A woman who led police on a high-speed chase turned her lights off and drove through two give-way intersections in her attempt to evade them.
Mahara Gilsenen, 26, pleaded guilty to dangerous driving and failing to stop after speeding away from police at more than 120km/h in a 50km/h zone.
For her "flagrant offending", Judge David Cameron convicted and sentenced Gilsenen to 120 hours community work, six months supervision and disqualified her from driving for nine months in the Wanganui District Court.
Gilsenen was driving in the early hours of February 29 this year when she came to the attention of a police patrol car, which started to follow her and activated its lights.
When she didn't pull over, the siren was activated and in response she accelerated away at speeds estimated at more than 120km/h in a 50km/h zone.
She maintained the high speed as she led police around various streets before turning her lights off to evade detection.
With the lights still off, she carried on speeding, driving through two give-way intersections without slowing down and putting other motorists at risk.
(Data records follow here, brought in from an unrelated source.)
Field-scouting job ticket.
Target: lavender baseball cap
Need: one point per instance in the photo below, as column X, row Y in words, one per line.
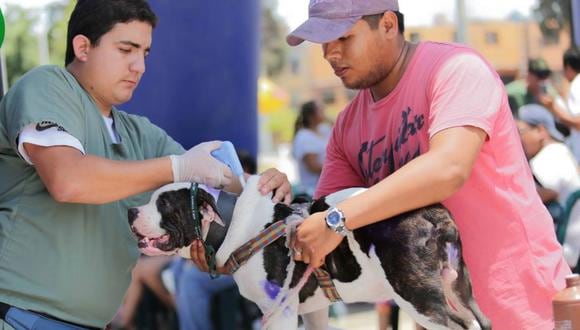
column 330, row 19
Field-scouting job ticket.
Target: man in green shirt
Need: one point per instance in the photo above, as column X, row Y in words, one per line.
column 72, row 164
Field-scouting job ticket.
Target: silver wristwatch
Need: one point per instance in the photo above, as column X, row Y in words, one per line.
column 335, row 221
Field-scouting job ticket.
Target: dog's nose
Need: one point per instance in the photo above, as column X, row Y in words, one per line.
column 132, row 215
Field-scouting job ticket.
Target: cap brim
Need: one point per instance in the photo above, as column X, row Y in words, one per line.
column 556, row 134
column 321, row 30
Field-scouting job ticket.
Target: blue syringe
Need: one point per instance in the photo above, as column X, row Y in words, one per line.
column 226, row 153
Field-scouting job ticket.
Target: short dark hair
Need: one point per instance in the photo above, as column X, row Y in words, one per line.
column 94, row 18
column 307, row 110
column 373, row 20
column 572, row 59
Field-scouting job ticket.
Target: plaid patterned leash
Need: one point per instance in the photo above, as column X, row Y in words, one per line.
column 265, row 238
column 246, row 251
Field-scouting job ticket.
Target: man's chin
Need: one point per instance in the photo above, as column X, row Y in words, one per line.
column 153, row 251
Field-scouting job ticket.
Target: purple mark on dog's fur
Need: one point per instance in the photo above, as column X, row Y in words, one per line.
column 271, row 289
column 452, row 255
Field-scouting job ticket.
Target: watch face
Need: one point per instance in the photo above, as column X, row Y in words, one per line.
column 333, row 218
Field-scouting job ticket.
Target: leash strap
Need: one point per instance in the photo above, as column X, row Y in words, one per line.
column 246, row 251
column 209, row 250
column 326, row 284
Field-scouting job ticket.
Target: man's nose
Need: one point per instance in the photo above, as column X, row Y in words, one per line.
column 132, row 215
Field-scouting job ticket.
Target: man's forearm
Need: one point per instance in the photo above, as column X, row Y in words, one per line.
column 429, row 178
column 397, row 193
column 72, row 177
She eventually turned into a driveway and got out of the car. Police found her sitting in the backyard of the same address.
Stephen Ross, appearing as duty solicitor for Gilsenen, said it was a serious case of dangerous driving and should be looked at seriously.
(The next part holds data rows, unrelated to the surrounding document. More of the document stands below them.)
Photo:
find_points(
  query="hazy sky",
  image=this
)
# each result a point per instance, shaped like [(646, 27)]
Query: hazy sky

He suggested community work and supervision as appropriate sentences.
Police prosecutor Drew Morrison called Gilsenen's driving "appalling" and noted that the day of the offence was the day after her sentence of supervision from a previous driving conviction ran out.
Judge Cameron said Gilsenen had 11 prior convictions between 2005-11, which included driving while disqualified and excess breath alcohol.
She was imprisoned in 2009 for obstructing the course of justice.
Her pre-sentence report said she was a caregiver and a mother, and suggested she be sentenced to come up if called upon.
Judge Cameron called the suggestion "blatantly too lenient", saying he couldn't understand how it could have been recommended.
Gilsenen had completely ignored authorities and challenged them by simply trying to drive away.
It was flagrant and serious offending, he said.